Dengan ada dan di sepakatinya perjanjian Renvile ini, dilihat justru memojokkan keadaan
bangsa kita dan justru semakin membuka peluang negara Belanda pada waktu itu untuk
menduduki sebagian besar wilayah republic Indonesia, dan hal inilah yang justru memicu
ketidakpercayaan rakyat pada Perdana Menteri Amir Syarifudin yang dinilai gagal karena
terlalu membuka peluang Belanda untuk lebh dapat menguasai berbagai wilayah Indonesia
yang dinilai lebih memiliki sumber daya alam yang melimpah, oleh karena itu dengan adanya
perjanjian Renvile ini sangatlah memberikan berbagai dampak yang signifikan.

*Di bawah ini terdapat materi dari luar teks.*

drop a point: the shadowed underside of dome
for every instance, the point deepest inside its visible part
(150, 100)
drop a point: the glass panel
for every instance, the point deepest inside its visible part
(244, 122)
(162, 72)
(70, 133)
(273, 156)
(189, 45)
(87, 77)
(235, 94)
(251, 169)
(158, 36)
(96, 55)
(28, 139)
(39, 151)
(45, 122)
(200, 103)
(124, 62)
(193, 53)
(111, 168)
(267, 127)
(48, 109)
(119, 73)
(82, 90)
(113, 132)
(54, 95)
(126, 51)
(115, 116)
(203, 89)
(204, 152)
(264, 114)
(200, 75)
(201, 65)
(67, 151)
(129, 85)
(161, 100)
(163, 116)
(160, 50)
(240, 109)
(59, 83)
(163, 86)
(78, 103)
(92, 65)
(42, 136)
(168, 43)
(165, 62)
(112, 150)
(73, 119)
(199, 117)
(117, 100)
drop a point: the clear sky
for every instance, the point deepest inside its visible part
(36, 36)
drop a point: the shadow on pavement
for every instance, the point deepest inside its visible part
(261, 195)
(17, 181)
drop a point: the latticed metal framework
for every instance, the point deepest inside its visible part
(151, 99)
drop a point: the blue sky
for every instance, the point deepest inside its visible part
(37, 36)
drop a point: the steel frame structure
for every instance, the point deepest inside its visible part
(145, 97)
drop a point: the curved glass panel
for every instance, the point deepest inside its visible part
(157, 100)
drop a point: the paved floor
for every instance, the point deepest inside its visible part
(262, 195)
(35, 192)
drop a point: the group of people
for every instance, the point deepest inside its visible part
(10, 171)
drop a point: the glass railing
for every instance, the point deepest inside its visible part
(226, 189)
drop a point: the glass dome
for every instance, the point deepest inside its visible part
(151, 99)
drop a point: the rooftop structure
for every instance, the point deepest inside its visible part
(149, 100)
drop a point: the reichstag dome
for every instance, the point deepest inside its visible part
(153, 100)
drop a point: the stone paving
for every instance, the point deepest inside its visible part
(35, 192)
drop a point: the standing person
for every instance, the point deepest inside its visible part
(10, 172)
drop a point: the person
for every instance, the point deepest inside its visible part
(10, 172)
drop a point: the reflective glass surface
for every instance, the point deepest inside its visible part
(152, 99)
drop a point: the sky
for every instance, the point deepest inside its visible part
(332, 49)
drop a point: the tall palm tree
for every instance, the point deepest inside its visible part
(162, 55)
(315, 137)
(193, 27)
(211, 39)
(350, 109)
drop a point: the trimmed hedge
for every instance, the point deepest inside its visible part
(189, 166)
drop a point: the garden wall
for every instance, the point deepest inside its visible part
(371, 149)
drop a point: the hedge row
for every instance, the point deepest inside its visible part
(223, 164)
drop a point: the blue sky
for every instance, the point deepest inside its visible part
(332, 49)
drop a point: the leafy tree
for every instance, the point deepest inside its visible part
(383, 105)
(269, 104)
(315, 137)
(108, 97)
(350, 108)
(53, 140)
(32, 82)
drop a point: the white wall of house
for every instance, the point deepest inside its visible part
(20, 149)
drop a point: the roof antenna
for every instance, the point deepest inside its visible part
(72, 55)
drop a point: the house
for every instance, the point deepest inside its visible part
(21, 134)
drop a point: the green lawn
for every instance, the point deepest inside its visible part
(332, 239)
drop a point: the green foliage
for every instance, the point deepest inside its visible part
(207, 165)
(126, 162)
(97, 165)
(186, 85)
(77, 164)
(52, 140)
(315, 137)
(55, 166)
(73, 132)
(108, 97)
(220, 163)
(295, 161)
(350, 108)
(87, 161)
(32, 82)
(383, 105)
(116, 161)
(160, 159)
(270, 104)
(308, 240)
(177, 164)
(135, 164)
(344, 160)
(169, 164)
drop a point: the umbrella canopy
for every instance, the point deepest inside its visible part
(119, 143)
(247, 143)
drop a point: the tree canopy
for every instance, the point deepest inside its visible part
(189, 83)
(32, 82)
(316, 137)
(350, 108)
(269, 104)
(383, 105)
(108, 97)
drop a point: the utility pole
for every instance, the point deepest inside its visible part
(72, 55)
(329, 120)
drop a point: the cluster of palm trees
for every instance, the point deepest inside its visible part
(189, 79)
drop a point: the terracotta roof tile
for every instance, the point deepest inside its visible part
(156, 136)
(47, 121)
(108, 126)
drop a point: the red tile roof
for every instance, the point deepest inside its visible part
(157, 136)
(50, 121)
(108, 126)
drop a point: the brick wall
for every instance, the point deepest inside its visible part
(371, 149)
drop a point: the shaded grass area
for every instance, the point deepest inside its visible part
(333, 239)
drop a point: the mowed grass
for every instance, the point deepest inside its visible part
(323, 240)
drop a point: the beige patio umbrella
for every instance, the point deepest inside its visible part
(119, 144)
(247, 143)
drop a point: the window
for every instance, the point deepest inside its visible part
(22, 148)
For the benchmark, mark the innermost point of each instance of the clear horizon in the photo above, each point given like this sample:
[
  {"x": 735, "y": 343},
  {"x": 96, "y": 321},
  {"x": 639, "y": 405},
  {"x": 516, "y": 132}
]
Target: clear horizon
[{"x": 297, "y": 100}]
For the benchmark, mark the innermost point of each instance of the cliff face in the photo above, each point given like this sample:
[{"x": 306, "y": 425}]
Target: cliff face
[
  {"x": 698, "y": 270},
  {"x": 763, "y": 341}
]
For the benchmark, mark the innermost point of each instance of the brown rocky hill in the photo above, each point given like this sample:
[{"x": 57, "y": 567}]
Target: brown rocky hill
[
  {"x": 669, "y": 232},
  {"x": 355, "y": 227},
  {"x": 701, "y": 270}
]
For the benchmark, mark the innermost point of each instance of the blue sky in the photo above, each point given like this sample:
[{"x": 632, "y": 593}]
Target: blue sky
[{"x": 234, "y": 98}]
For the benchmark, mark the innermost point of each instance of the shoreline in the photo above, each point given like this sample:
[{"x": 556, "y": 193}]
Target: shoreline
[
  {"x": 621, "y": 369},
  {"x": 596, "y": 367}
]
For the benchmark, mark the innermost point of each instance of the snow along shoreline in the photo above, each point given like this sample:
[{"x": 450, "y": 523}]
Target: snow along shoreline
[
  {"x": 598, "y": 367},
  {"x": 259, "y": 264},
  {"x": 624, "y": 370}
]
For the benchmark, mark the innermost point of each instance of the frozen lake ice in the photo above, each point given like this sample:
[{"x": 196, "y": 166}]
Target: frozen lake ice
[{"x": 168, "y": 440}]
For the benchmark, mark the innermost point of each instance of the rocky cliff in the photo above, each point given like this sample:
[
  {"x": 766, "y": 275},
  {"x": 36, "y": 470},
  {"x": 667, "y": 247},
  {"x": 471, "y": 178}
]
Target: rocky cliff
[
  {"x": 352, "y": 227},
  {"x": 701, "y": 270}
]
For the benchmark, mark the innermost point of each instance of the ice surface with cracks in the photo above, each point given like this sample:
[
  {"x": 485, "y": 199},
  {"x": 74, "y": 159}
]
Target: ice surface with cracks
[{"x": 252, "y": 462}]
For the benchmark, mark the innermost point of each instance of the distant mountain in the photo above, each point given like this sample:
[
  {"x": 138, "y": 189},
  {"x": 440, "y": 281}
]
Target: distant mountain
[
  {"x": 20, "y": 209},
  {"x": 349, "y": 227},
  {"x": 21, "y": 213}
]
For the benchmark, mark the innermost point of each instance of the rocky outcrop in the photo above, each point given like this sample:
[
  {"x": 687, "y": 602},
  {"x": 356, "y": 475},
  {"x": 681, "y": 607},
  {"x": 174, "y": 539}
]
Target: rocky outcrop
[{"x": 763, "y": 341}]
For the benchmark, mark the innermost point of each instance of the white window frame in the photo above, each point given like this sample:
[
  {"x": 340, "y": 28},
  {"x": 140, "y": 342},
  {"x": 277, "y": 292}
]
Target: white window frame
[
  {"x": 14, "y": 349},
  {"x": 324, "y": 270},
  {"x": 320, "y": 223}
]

Agresi militer merupakan bentuk rill bahwa Belanda melanggar perjanjian Internasional.
Dalam agresi ini Belanda mencoba menguasai kota-kota, pelabuhan, dan perkebunan yang
dianggap penting bagi Indonesia. Penculikan terhadap pemimpin-pemimpin termasuk
presiden Sukarno menjadi salah satu modus Belanda selain menguasai daerah-daerah penting.
Pelanggaran yang dilakukan Belanda ini mendapat simpati dari luar negeri termasuk PBB
yang akhirnya mengeluarkan resolusi-resolusi. Perjuangan dari para pahlawan serta dukungan
internasional yang mampu melepaskan Indonesia dari agresi Belanda tersebut
3.2 Saran
Kami berharap makalah ini bermanfaat bagi semua orang. Dalam tugas-tugas
berikutnya kami berharap sekali ada panduan dari bapak atau ibu guru pembimbing agar
kami tidak kesulitan memperoleh data. Kami berharap juga adanya saran bagi para pembaca
untuk kami kedepannya.

3.4 Daftar Pustaka


Amir Al-Maruzy. 2015. SEJARAH LENGKAP PERJANJIAN RENVILLE.